Within three years, the Child Enrichment Center could be providing services to 500 children, Branscum said.

"The whole thing needs to be affordable and it needs to be accessible," said Branscum.

Fees range from $12 a day for university employees to $10 a day for students. Students can drop their children off for as little as two hours at a cost of $4 a child.

The center is open from 7:30 a.m. to about 5:15 p.m.

The university expects to spend about $150,000 to operate the center for the first year. That includes $40,000 in start-up costs from the university. Some of that money already has been spent to renovate space in the Scully Building.

Ultimately, the university plans to provide about 10 percent of the annual operating budget. Parent fees will generate about 50 percent of the cost. The rest of the revenue will come from grants, contractual services and direct subsidies.

Student Government, for example, has provided a subsidy to reduce the fees charged students.

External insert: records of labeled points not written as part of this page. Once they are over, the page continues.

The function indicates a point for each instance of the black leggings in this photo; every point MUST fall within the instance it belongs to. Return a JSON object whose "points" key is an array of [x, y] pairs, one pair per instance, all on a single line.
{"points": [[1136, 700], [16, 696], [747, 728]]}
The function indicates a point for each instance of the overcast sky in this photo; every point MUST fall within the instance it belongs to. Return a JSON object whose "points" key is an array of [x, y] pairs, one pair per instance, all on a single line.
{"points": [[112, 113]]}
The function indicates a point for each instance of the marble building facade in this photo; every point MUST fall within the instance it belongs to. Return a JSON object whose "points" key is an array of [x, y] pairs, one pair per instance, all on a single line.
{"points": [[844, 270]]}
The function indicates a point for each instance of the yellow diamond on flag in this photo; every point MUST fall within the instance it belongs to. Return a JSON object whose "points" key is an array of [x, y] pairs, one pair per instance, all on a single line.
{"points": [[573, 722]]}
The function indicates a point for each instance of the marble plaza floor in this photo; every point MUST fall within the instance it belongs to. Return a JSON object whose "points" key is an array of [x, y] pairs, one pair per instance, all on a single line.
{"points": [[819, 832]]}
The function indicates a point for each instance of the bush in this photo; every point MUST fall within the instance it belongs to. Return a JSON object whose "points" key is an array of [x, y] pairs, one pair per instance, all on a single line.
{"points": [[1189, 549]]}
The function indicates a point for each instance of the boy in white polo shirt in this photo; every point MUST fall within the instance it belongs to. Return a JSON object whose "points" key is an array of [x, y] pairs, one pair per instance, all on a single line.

"There are a lot of grants for child care," Branscum said. "There is money out there. It is there for the taking."

Branscum serves on a committee of employees and students that helped establish the child-care center.

Branscum said the committee found there is a need for on-campus child-care services.

More than 500 students and university employees responded to a child-care survey conducted in 1997.

Seventy-five percent said they had children that were in the age ranges that might be served by child-care services.

Fifty-five percent of respondents said they used off-campus day-care centers or home-care providers.

Thirty-three percent said they had missed work or class due to the lack of child care. Forty-two percent said they had on occasion brought their children to work or class because of the lack of child care.

With more and more older students attending college and two wage-earner families, the need for day-care services has increased, Branscum said.

Branscum said hundreds of colleges nationwide operate child-care facilities.

Branscum said universities like Indiana University have found that student parents who use campus child care have higher grade-point averages and quicker graduation rates than their counterparts.

Research also shows that in-house child-care services reduce absenteeism and improve productivity of employees, she said.